Pliable cadres before job fitness
A common practice within the cadre deployment agenda is to appoint underqualified people with little expertise, which makes them amenable to influence. Enter the need for consultants with lots of them, often connected crony consultants, appointed to do the job that the government official was appointed to do. The Auditor-General has reported that last year, our municipalities collectively spent almost R1.3 billion on consultants.
It’s no surprise that many of our municipalities and SOEs have collapsed, when people with book-keeping diplomas are put in charge of a municipality’s financial management, or a plumbing diploma will suffice for the position of a municipal engineer, or a secondary school teacher’s diploma with no related industry experience will suffice as the chairperson of a national airline, and a highly experienced top performing minister of finance is replaced by an unknown, inexperienced MP backbencher.

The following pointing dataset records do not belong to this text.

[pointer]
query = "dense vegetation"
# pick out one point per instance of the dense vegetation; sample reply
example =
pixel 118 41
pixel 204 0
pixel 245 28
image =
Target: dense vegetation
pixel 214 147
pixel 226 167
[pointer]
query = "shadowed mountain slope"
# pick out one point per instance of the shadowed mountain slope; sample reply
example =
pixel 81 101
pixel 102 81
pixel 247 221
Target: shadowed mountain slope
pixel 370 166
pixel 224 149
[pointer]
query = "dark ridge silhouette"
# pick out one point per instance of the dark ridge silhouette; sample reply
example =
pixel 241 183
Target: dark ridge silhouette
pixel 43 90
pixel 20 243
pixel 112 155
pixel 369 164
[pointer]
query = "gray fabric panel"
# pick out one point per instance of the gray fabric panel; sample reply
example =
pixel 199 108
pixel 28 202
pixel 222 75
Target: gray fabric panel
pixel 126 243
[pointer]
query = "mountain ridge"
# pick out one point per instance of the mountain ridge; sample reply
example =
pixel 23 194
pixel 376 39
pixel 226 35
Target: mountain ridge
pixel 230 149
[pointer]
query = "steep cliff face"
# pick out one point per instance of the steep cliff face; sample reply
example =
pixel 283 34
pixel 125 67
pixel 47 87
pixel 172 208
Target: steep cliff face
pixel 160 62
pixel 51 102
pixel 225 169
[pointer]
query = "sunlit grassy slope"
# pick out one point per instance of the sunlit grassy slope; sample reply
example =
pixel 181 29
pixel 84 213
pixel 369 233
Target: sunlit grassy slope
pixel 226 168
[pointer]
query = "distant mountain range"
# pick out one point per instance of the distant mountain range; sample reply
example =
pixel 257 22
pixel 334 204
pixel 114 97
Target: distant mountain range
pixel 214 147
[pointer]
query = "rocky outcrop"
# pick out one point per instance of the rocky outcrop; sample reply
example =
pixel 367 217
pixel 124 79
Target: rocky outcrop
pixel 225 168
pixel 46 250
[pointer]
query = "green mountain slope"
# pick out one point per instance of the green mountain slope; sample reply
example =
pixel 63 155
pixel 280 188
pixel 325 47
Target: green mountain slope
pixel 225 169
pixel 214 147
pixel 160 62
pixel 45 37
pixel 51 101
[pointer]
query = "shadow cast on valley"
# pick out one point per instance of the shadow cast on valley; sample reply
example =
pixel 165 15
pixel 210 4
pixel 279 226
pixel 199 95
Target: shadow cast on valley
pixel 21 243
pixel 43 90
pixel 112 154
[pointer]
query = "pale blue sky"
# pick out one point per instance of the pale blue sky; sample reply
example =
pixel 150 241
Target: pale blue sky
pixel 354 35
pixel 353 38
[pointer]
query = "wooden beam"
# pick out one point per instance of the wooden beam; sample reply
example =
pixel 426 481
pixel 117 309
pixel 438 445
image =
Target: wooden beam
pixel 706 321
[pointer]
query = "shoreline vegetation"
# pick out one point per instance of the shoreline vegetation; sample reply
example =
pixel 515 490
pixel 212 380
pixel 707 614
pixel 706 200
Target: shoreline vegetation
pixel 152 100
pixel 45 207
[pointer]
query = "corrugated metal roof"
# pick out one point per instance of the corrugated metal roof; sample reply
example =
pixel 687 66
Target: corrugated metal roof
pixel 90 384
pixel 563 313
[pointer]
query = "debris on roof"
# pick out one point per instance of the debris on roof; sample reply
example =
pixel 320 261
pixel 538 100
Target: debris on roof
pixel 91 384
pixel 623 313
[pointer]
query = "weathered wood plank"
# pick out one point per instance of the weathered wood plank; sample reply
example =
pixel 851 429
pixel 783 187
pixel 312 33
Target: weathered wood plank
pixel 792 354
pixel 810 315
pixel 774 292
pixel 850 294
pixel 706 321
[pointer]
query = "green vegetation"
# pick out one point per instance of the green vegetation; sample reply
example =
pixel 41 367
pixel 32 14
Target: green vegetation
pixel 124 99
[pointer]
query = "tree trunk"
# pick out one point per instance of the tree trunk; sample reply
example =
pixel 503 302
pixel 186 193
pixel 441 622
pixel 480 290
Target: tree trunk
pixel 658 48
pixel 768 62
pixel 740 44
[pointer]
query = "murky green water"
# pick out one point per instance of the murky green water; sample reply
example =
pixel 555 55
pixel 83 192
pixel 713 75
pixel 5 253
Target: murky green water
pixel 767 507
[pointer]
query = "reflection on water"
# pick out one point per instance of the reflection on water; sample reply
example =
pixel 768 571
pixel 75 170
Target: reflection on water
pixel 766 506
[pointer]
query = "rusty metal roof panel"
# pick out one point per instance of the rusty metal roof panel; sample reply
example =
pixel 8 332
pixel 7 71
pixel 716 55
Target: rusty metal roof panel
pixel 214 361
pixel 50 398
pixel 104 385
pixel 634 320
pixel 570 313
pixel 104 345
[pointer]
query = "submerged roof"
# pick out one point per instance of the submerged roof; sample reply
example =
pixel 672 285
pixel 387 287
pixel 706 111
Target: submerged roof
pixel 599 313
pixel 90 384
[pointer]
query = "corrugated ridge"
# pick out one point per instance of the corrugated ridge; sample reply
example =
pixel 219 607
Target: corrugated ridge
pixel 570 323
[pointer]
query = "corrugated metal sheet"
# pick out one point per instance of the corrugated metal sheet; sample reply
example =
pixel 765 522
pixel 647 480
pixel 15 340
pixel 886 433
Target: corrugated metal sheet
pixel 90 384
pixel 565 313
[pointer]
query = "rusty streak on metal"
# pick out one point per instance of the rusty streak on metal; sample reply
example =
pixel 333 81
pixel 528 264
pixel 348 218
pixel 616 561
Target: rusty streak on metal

Some economists have calculated the cost of state capture to be around R1.5 trillion over the term of the Jacob Zuma administration. Aside from the billions of rand diverted into the pockets of politicians and their cronies, additional costly consequences arise from: additional interest-bearing debt to bail out our SOEs; the loss of employees with skills, expertise and institutional knowledge; the loss of planning for future developments; and the slashed maintenance budgets that lead to crumbling infrastructure, sewage running down our streets and into our rivers.
Chief Justice Raymond Zondo’s state capture commission report reflects significantly on the negative impact and unlawful conduct of the ANC’s cadre deployment policy, about which he says “cadre deployment violates section 195 of the Constitution, which stipulates that appointments in the public service must be based on competence, objectivity [and] fairness”. Furthermore, he states that the section covering the Public Service Commission “provides that public appointments must be independent and impartial, and that they must take place without favour, fear or prejudice”.
The long and short of cadre deployment is the demise of service delivery, which is the major catalyst for the diminishing trust in government, leading to dwindling investments, higher unemployment, growing social issues and heightened poverty. The vicious spiral toward a failed state sets in and every day this issue is not addressed, the hole gets deeper for the next administration to address.
To take South Africa forward, we need to introduce the Zondo commission’s recommendations pertaining to cadre deployment. We need the most experienced and qualified people in key positions, regardless of political affiliation, and we needed them now. We have enough money collected though our various taxes to take South Africa into high growth and improved levels of prosperity, but if only it is spent on the needs of the people, not the party.